Evaluation Planning – 3.06 Evaluation Design
An evaluation design shows how the evaluation is structured with respect to measurement, administration of the program, sampling and any comparison groups that are included. It provides an important schematic that can be used to guide the choice of data analysis. Simplified general research designs are described below, but selecting a design will vary depending on Evaluation Champion and working group preferences. Once again, we refer you to the literature for more in-depth information on design, including http://www.socialresearchmethods.net/kb/design.php.
Relationship between Designs and Claims
The kinds of claims that you can make based on the results of the evaluation vary depending upon the kind of design you choose to use. For example, if you want to be able to state that participation in the program is related to a change in some outcome, you need to use a design that assesses change. Not all designs are created equal. Some designs are better than others at addressing the kind of claim we want to make. When considering which kind of design to use, it is important to think about what kind of claim you want to make and select a design that can provide evidence for that claim. It is also important to consider the feasibility of the design as well as whether or not it is appropriate given the lifecycle phase of the program. It is possible that after reviewing different design options, the working group may decide to revise the evaluation questions.
In addition to considering the kinds of claims you want to make, it is also important to take note of the kind of language that is used in the evaluation question. For example, if the evaluation question asks whether participation in the program causes outcome X, this implies that a particular type of design that can assess causality is used. The strongest design for assessing a cause/effect relationship is a Randomized Controlled Trial (RCT; a pre-post-test with random assignment to groups). This type of design is considered a Phase 3 (Comparison and Control) Evaluation Lifecycle design and is most appropriate for a Phase 3 (Stability) Program Lifecycle program. On the other hand, when you are doing first-time implementation of a new program an RCT would not be appropriate and you might be advised to choose something like a post-only case study design. The evaluation questions may need to be revised to correspond with the program’s lifecycle phase.

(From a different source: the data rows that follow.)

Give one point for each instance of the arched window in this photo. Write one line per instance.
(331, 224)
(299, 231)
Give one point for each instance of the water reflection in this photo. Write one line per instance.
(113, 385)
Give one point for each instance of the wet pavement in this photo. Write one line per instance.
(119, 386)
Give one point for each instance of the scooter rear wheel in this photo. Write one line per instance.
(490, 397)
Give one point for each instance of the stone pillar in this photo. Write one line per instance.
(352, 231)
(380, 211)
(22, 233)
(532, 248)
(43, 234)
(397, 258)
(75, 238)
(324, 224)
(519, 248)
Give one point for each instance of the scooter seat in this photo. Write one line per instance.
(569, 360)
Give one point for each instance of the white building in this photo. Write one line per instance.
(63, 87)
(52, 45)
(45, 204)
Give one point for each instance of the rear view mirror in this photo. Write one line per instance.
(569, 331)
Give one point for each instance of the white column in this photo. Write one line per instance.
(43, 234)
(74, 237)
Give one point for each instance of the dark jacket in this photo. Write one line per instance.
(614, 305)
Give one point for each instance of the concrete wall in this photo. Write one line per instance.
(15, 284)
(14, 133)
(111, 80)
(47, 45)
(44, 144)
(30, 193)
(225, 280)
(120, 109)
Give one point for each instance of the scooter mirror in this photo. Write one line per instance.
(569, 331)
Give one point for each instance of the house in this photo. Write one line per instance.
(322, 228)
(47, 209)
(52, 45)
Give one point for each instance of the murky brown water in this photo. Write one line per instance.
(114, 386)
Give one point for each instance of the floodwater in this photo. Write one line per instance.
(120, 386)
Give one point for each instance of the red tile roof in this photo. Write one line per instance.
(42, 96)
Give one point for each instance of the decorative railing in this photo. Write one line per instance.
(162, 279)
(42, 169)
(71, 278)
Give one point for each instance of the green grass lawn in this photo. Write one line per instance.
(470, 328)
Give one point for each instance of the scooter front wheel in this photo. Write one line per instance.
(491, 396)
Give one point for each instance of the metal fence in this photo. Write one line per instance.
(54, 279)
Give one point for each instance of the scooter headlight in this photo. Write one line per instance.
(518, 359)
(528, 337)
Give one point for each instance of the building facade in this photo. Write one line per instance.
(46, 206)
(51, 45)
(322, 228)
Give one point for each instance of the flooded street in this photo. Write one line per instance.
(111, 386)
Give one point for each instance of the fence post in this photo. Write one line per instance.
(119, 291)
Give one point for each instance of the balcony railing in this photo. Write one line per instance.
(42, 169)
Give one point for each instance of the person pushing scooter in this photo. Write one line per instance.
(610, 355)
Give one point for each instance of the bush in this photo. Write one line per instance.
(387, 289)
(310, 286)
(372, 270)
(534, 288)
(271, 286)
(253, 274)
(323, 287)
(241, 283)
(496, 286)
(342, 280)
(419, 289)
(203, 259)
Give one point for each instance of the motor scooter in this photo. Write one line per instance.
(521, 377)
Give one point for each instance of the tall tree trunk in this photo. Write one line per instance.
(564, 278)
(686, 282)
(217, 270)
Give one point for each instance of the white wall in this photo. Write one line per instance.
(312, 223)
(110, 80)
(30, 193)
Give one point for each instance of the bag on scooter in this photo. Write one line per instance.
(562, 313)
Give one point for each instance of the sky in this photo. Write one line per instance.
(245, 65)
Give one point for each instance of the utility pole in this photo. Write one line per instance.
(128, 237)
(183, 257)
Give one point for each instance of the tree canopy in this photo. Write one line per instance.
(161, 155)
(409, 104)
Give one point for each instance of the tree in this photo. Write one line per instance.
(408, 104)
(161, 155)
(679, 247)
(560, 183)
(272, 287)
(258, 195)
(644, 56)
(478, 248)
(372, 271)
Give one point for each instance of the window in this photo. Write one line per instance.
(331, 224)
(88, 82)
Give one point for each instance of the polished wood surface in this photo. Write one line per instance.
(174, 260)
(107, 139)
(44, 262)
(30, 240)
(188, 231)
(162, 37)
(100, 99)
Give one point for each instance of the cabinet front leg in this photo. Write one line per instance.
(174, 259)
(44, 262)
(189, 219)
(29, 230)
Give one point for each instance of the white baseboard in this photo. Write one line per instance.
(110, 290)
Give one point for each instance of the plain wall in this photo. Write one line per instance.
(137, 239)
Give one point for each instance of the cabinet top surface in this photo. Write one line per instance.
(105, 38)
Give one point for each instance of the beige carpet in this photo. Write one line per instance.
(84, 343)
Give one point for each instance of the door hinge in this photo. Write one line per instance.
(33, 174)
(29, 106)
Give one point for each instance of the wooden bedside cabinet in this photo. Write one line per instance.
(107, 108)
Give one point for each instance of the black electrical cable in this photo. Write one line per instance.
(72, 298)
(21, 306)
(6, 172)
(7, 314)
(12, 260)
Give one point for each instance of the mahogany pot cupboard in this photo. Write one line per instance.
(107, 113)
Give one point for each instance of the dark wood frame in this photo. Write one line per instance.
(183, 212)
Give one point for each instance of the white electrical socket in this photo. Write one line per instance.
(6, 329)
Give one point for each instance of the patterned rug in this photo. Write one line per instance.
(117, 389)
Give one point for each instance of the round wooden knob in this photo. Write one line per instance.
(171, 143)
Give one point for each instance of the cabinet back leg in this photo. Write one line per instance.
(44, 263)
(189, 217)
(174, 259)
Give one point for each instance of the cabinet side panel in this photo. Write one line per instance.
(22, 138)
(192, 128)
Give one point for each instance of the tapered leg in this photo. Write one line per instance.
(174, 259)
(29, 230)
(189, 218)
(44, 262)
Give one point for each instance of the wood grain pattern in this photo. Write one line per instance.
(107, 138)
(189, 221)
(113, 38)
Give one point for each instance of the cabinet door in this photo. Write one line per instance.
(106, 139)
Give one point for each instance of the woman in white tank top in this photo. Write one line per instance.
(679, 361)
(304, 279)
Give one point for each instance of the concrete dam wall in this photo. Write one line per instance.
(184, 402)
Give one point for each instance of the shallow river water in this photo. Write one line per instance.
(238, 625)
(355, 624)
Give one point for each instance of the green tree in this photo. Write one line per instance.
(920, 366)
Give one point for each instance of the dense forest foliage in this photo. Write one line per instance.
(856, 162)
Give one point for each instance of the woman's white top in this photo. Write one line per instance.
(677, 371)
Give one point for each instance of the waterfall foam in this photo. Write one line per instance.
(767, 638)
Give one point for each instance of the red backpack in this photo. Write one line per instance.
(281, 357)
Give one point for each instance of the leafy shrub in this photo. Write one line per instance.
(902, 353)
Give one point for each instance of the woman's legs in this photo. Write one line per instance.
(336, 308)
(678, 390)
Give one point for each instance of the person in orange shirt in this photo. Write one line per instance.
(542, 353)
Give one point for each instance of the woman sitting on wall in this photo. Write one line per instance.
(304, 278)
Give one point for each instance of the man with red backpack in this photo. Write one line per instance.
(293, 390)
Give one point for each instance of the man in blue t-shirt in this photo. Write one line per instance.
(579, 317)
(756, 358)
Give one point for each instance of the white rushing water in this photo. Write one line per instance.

Criteria to Consider when Selecting a Design: There are several criteria that should be considered when selecting a design: (1) Time order, (2) Covariation, (3) Rules out other possible causes, and (4) Shows change. In order to demonstrate time order, we need to use a design that clearly demonstrates that the “cause” or the program happened before the “effect” or the outcome that we are interested in assessing. Covariation means that changes in the “cause” or the program are related to changes in the “effect” or the outcome of interest. In order to demonstrate covariation, we need a design that shows that when the program occurs the outcome of interest occurs and that when the program does not occur the outcome of interest does not occur. Typically, this is demonstrated by using a design that includes at least two groups. One group receives the program (and hopefully exhibits the outcome of interest) and one group does not receive the program (and hopefully does not exhibit the outcome of interest). In order to rule out other possible causes, we need a design that demonstrates that the program (the presumed “cause”) is the only reasonable explanation for the “effect” or outcome of interest. This is typically an extremely difficult criterion to meet. Any number of factors other than the program could “cause” the outcome of interest. In order to demonstrate that change occurred, a design that includes a “before and after” or pre- and post-test is needed.
The strength of the claims we can make depends on how well the design addresses these criteria. The most important thing to consider is alignment. In other words, does the design we select allow us to make the desired claims? The chart below provides examples of some of the more commonly used designs and the associated claims that can typically be made.
|
Aligning Claims with Designs |
||||||
For more information on the criteria described above and designs see:
http://www.socialresearchmethods.net/kb/desdes.php
Design Notation
We often describe a design using a concise notation that enables us to summarize a complex design structure efficiently. If two or more of the same kind of elements function the same way in a design (e.g., all measures are given to all participants at the same time) then a single symbol may be used to represent the entire set; if they function differently (e.g., some measures are pre-post and some are post-only) then you can use subscripts to differentiate them.
- Observations or Measures are symbolized by an ‘O’. Distinguish among specific measures, with subscripts, as in O1, O2, and so on.
- The Activity or Program is symbolized with an ‘X’. As with observations, use subscripts to distinguish different activities or program variations.
- Groups are given their own line in the design structure. Samples are divided into groups that do or do not participate in the activity. If the design notation has three lines, there are three functionally distinct groups in the design. Group type – such as “random” (R), or “non-equivalent” (N) – is designated by a letter at the beginning of each line (i.e., group).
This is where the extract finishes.